Wednesday, September 12, 2012

Apple unveils iPhone 5 at Super Bowl

This article's title reads like a newspaper headline, doesn't it? But guess what. It's not. I'm serious here.

One thing I've noticed about Apple's recent unveiling of the New iPad (I call it the iPad 3, so there!) and the hodiernal unveiling of the iPhone 5 is that Apple has an aversion to the English definite article "the". That's right, they purposefully (read: vulgarly and maliciously) drop the article. "The unveiling of iPhone 5". It's a hipsterish move to make, and it doesn't surprise me that the cult--er, Cupertino-based tech company is butchering the language like this. Truthfully, it does make sense, but only if you say it with a thick Russian accent.

As far as I know, the Russian language has no definite article. Being no speaker of Russian, I can't confirm this firsthand, but I've heard it from somebody who has studied Russian. I would assume that Russian dialects of English reflect this. But what about American dialects of English? The article, believe it or not, is salient in regards to the meaning of the word. You wouldn't say, "I have car!" If you did, you'd sound like a two-year-old.

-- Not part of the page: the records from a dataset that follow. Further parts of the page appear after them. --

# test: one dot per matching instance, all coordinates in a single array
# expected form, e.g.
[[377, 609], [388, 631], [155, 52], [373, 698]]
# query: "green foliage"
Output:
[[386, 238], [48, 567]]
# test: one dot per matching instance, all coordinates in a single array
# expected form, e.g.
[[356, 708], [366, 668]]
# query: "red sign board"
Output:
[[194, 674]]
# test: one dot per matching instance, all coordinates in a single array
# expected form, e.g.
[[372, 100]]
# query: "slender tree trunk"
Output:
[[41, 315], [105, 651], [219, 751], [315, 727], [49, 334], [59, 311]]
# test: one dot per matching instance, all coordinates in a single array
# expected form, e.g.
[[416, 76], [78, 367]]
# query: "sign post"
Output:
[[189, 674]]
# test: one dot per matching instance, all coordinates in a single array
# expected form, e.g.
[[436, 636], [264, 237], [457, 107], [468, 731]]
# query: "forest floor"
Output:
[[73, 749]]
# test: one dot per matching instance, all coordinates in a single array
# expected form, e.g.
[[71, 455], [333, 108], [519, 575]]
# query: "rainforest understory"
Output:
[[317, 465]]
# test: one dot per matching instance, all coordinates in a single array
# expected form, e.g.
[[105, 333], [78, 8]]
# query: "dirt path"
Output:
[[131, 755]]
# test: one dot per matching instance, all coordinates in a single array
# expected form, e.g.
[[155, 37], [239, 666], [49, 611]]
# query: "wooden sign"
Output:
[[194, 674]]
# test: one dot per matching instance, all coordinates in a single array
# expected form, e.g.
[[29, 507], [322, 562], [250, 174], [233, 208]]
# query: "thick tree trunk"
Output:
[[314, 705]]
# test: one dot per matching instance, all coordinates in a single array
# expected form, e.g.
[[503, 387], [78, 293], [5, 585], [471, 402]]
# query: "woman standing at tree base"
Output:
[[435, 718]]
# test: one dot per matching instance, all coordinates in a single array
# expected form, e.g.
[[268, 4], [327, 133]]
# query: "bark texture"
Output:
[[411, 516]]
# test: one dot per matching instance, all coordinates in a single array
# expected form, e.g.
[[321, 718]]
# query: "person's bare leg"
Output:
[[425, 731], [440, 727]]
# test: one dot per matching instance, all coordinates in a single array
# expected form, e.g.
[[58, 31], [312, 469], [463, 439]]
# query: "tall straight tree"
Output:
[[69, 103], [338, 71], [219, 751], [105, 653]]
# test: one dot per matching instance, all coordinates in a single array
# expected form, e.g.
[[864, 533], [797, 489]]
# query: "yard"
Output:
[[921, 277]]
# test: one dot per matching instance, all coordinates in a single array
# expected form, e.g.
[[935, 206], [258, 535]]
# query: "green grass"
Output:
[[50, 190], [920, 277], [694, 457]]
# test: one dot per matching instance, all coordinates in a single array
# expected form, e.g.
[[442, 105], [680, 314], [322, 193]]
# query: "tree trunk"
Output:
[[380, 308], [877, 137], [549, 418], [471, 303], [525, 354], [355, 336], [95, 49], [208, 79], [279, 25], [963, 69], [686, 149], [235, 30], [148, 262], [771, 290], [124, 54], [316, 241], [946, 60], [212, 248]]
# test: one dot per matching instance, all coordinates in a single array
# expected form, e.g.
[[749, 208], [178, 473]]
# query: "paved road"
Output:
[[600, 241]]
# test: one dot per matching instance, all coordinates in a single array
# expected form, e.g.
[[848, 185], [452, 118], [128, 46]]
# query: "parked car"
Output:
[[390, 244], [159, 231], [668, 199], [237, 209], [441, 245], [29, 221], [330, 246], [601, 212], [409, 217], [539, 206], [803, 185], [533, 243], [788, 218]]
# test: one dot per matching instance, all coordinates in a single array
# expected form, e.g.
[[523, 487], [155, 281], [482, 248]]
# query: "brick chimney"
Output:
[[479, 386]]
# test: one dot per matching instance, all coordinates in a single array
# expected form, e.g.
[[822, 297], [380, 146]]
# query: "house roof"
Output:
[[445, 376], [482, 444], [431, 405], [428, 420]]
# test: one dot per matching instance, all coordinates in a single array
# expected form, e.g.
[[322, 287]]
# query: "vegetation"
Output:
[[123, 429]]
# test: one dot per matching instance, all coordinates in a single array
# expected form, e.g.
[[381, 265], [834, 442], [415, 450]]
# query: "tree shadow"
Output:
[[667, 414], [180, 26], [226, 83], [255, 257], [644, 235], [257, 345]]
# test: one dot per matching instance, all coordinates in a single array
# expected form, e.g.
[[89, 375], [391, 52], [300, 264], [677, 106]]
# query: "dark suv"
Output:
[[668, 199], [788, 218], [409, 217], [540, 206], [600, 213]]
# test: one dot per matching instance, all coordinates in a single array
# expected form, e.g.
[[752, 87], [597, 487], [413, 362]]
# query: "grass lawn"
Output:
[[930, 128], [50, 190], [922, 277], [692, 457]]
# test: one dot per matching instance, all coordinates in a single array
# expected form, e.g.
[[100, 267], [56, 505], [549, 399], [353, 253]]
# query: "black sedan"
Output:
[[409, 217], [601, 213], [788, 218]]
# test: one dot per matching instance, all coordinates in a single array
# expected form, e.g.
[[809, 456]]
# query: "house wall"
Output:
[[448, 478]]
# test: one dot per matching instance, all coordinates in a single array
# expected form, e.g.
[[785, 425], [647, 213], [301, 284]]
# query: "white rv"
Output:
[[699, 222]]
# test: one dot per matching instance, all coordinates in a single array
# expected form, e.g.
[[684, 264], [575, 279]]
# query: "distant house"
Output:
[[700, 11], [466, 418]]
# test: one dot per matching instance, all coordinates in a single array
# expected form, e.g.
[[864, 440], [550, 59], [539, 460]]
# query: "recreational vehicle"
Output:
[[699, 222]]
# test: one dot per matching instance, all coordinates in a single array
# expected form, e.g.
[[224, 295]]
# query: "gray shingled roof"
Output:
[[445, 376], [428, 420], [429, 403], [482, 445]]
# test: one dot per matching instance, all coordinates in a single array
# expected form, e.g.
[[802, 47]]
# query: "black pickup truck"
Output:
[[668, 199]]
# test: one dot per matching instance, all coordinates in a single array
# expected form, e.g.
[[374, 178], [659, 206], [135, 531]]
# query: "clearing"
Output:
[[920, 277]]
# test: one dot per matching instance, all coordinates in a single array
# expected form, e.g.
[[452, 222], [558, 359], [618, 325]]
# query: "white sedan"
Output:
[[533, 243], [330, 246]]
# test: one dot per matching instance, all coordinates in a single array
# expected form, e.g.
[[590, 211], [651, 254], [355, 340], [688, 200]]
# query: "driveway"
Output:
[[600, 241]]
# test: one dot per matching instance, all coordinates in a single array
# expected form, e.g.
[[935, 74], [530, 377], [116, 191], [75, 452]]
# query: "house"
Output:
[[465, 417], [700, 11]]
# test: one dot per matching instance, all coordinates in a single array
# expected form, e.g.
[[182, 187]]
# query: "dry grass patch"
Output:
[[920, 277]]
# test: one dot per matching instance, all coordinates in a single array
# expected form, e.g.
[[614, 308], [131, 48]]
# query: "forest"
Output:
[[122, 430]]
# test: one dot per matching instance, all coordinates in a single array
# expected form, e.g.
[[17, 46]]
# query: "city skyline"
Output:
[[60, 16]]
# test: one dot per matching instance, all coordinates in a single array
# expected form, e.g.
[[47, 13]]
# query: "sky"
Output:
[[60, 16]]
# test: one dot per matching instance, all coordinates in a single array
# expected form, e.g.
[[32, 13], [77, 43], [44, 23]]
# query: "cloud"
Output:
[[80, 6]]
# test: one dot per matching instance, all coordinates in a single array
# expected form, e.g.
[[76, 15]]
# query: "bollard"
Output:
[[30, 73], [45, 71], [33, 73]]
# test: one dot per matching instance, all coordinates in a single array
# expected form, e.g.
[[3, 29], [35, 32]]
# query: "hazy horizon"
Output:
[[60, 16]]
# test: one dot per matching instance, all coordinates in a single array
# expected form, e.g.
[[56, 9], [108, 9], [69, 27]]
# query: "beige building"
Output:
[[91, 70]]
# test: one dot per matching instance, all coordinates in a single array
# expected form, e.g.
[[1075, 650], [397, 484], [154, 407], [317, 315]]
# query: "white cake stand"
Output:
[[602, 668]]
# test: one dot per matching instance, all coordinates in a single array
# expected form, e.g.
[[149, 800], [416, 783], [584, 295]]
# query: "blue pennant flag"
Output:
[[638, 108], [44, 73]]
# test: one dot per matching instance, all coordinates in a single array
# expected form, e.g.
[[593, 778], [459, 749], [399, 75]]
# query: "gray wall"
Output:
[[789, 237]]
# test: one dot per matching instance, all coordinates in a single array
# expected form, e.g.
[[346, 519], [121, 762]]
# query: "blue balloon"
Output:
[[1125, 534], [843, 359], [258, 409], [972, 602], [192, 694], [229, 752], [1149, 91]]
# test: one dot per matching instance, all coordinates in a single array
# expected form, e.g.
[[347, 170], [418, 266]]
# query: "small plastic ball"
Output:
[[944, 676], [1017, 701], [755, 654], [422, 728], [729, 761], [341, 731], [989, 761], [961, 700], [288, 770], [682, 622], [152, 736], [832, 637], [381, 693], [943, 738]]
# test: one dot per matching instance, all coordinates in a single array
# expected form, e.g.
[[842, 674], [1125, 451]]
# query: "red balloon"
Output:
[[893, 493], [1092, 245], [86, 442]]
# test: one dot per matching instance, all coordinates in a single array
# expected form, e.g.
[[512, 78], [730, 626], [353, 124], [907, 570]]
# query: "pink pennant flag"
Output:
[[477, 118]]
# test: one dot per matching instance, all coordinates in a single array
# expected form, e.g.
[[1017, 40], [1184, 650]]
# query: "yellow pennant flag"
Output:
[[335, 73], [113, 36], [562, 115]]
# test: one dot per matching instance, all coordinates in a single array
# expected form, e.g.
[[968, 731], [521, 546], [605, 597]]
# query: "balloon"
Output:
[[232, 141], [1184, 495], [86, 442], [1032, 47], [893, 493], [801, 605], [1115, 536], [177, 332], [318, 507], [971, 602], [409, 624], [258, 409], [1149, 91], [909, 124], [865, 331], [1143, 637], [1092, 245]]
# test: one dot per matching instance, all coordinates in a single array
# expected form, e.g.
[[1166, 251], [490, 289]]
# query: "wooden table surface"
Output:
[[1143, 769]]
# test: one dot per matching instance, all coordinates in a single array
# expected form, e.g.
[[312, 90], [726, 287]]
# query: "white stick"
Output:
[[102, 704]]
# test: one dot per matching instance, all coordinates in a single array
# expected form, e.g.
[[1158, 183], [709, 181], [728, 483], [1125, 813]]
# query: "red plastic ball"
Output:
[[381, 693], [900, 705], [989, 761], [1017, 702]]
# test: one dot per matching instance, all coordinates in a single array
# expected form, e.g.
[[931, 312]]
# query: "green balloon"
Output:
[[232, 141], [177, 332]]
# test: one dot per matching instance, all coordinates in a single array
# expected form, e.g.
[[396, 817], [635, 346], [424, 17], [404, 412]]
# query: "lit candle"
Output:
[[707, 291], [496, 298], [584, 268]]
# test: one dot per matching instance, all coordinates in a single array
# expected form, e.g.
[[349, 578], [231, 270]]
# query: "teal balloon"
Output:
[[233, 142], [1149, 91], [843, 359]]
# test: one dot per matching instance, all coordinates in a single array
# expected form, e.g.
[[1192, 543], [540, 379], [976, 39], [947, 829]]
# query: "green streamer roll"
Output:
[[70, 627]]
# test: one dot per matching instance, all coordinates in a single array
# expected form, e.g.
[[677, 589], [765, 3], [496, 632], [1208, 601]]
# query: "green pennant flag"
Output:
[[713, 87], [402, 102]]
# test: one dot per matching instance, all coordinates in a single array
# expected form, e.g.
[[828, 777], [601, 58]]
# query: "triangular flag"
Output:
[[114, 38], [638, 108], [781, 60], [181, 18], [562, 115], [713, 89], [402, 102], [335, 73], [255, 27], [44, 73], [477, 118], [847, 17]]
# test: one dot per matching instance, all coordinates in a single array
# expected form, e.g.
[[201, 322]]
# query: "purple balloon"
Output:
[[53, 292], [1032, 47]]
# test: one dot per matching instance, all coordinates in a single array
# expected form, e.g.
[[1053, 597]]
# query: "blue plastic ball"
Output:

In searching my brain for possible rationalizations of this strange article-dropping, I find that the only time that English does it is when it deals with abstract nouns. What is an abstract noun, you ask? Here's a list: love, hate, happiness, sadness, anger, government, ideology, religion, and so on. They are nouns that you can't interact with using your five senses. And they all drop the articles (maybe "abstract noun" is a morphological category like "strong verb", but with some additional semantic meat to it). For instance, if I were to say, "I have love," it would be perfectly fine, whereas "I have car" would not be (unless you say "I can has car", which is perfectly grammatical).